こんにちは。ニューヨークで役者やってます、まみきむです。

 

ニューヨークの役者の仕事の1つに、VO(Voice Over)、すなわち声の仕事がある事は、前にも書いたが、アメリカ人向けの英語での声の仕事は勿論のこと、アメリカ企業の日本支社向けの、研修ビデオ等の日本語での声の仕事も重要である。特に普段さんざん英語で苦労している身には、日本語だと本当に楽なので「アメリカ人連中はいつもこんなに楽しとんのか?!」と、その普段の条件の不公平さにかなりむかついたりもする…

 

ある時、以前VOの仕事をした会社の紹介で、とある大企業のVOプロジェクトのオーディションを受けた。ところが、その時に送られて来たメールには、オーディションのSidesと共に、電話番号が添えられ、「〇時にここへ電話して、ボイスメール(留守電)に録音するように」とある。
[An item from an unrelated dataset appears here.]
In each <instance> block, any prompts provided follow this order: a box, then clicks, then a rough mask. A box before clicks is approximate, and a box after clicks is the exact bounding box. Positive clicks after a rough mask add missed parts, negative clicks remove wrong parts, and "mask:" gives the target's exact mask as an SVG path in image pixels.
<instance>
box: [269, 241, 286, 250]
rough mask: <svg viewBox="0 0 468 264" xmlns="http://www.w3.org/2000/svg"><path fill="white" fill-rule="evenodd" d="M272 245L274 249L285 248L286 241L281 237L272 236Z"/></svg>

これは、ボイスメール・オーディションで、最近は少なくなったが、以前はVOのオーディションの手段として時々行われた。実は私は、これが大嫌いである。ただでさえ、ボイスメールにメッセージを残す時というのは、何気にやけに緊張するから苦手なのに、今回はそれがオーディションなのだ。つまりチャンスは1回、もしトチったら、それはそのまま録音され、私のオーディションとして残るので、嫌でもプレッシャーは高まる…しかもボイスメールによっては時間制限があり、その制限時間を過ぎるといきなり容赦なく切れる…つまり、下手をするとオーディションの途中でいきなりしり切れトンボ…という間抜けな事に…おまけにボイスメールの音質はすごく悪い…あの酷い音質でこちらの声も評価されるなんて、あんまりだ!

…しかし、それがリクエストとなれば、やるしかない。

 

そこでまず、自分の言うべき事を台詞のように全て書き出し、Sidesと共に、そのまま読んでボイスメールに録音する事にした。制限時間については、神のみぞ知る…だが、少なくとも台本があれば、普通のオーディションと同じに感じられるかも…と思ったのだ。
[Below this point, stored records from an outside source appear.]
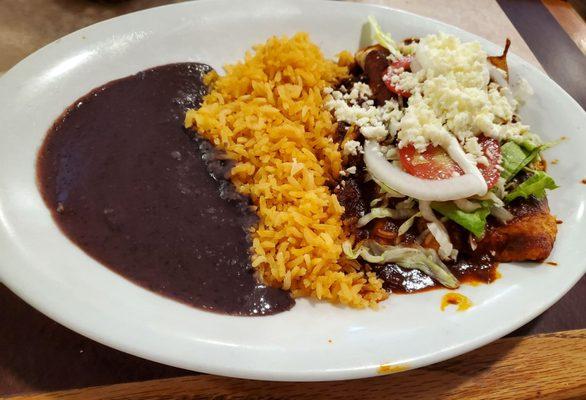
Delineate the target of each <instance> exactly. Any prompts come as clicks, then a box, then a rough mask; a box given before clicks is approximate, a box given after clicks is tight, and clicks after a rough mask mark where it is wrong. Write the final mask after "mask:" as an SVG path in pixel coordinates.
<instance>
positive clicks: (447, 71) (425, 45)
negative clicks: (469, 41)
mask: <svg viewBox="0 0 586 400" xmlns="http://www.w3.org/2000/svg"><path fill="white" fill-rule="evenodd" d="M486 56H487V55H486V53H485V52H484V51H483V50H482V48H481V47H480V43H478V42H467V43H462V42H461V41H460V39H458V38H457V37H455V36H452V35H447V34H445V33H440V34H438V35H428V36H425V37H424V38H422V39H421V40H420V42H419V46H417V50H416V51H415V57H416V59H417V61H418V63H419V65H420V66H421V68H422V69H424V70H425V72H426V78H427V79H433V78H435V77H437V76H446V77H450V78H451V79H454V80H455V81H457V82H459V83H460V84H461V85H462V86H464V87H476V88H484V87H486V85H487V84H488V81H489V70H488V61H487V59H486Z"/></svg>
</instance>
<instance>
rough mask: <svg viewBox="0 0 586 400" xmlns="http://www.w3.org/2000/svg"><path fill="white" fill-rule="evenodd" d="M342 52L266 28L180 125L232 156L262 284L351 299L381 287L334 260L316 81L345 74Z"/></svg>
mask: <svg viewBox="0 0 586 400" xmlns="http://www.w3.org/2000/svg"><path fill="white" fill-rule="evenodd" d="M349 60H351V56H350V55H349V54H348V53H342V54H341V56H340V61H339V62H338V64H336V63H334V62H332V61H329V60H326V59H325V58H324V57H323V55H322V53H321V51H320V49H319V48H318V47H317V46H316V45H314V44H313V43H311V41H310V40H309V37H308V35H307V34H305V33H299V34H296V35H295V36H293V37H292V38H287V37H282V38H277V37H273V38H270V39H269V40H268V41H267V42H266V43H265V44H264V45H259V46H256V47H254V54H250V53H247V54H246V57H245V61H244V62H241V63H237V64H235V65H228V66H225V70H226V75H224V76H222V77H218V76H217V75H216V74H214V73H212V74H210V75H208V83H210V84H211V92H210V94H209V95H208V96H206V97H205V99H204V103H203V105H202V107H201V108H200V109H199V110H190V111H188V113H187V116H186V119H185V126H186V127H188V128H189V127H192V126H196V127H197V130H198V131H199V132H200V133H201V134H202V135H203V136H204V137H206V138H207V139H209V140H211V141H212V142H213V143H214V145H216V146H217V147H219V148H221V149H223V150H224V151H226V152H227V154H228V156H229V157H231V158H232V159H234V160H235V161H236V165H235V166H234V168H233V169H232V177H231V179H232V182H233V183H234V184H235V186H236V187H237V189H238V190H239V191H240V192H241V193H243V194H246V195H248V196H250V197H251V199H252V201H253V202H254V204H255V205H256V212H257V214H258V216H259V217H260V222H259V224H258V227H256V228H254V229H253V231H252V233H251V234H252V237H253V254H252V264H253V266H254V267H256V268H257V270H258V271H259V273H260V275H261V277H262V279H263V280H264V282H265V283H266V284H268V285H271V286H275V287H281V288H283V289H285V290H290V291H291V293H292V294H293V295H294V296H295V297H298V296H311V297H314V298H317V299H322V300H328V301H331V302H334V303H343V304H347V305H350V306H353V307H365V306H372V305H374V304H376V303H377V302H378V301H381V300H383V299H385V298H386V297H387V293H386V292H385V291H384V289H383V288H382V282H381V281H380V280H379V279H378V278H376V276H375V275H374V274H373V273H370V272H369V273H365V272H362V271H358V270H355V269H353V268H352V267H350V266H347V265H342V264H340V263H339V258H340V255H341V254H342V247H341V245H342V242H343V241H344V240H345V235H344V231H343V229H342V222H341V216H342V214H343V211H344V209H343V207H342V206H341V205H340V204H339V203H338V200H337V198H336V196H335V195H333V194H332V193H330V190H329V188H328V186H327V184H328V183H331V182H332V181H333V180H334V179H335V177H337V176H338V173H339V171H340V169H341V165H342V164H341V163H342V161H341V160H342V157H341V154H340V151H339V146H338V144H336V143H334V142H333V140H332V135H333V134H334V132H335V125H334V122H333V121H332V117H331V115H330V113H329V112H328V111H326V110H324V109H323V107H322V105H323V102H324V95H323V89H324V88H325V87H326V86H330V85H332V84H333V83H335V82H336V81H338V80H339V79H340V78H342V77H344V76H346V75H347V74H348V70H347V64H348V63H349Z"/></svg>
ところが、いざ電話がつながると心臓はバクバク、録音開始の「ピーッ」という発信音が鳴る頃には、心拍数は倍に、血圧も急上昇しているような気がする…普通のオーディションでここまで緊張する事など滅多にないのに、このボイスメールという設定に、嫌でも緊張が高まるのだ。
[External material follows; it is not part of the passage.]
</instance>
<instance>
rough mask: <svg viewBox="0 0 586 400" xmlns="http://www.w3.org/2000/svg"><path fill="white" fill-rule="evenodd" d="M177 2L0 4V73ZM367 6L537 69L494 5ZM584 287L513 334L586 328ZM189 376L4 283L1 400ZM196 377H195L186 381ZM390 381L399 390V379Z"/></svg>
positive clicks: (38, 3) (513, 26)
それでもSidesを読み始める頃には、ようやく落ち着きを取り戻し、何とかトチる事もなく、また幸運にも制限時間内に録音を済ませる事ができた。

 

数日後、そのオーディションに受かったという連絡が、そのオフィスからあり、録音日が告げられた。またその連絡は、受かった3人全員へのグループメールだったので、その他のメールアドレスから、私の他に受かった2人の名前も判明。いずれもVOの現場でよく会う顔なじみさん達だった。

 

ところがその録音は、前日にいきなりドタキャンされ延期となった。とはいえ、仕事そのものがキャンセルされたわけではなく、録音日が別の日になっただけだというし、 実はそれはそう珍しい事でもないので、その延期された録音日の連絡がくるのを、わりと呑気に待っていた。

 

その数日後、エージェントからまた別のVOのオーディションに送られた。

日本語のプロジェクトが、同時期にこんなにいくつもあるとは珍しい事…と思いながらも、いそいそとそのオーディションに行き、そのSidesを見てぶっ飛んだ…なんとそのSidesは、他ならぬボイスメール・オーディションで読んだそれと全く同じものだったのだ。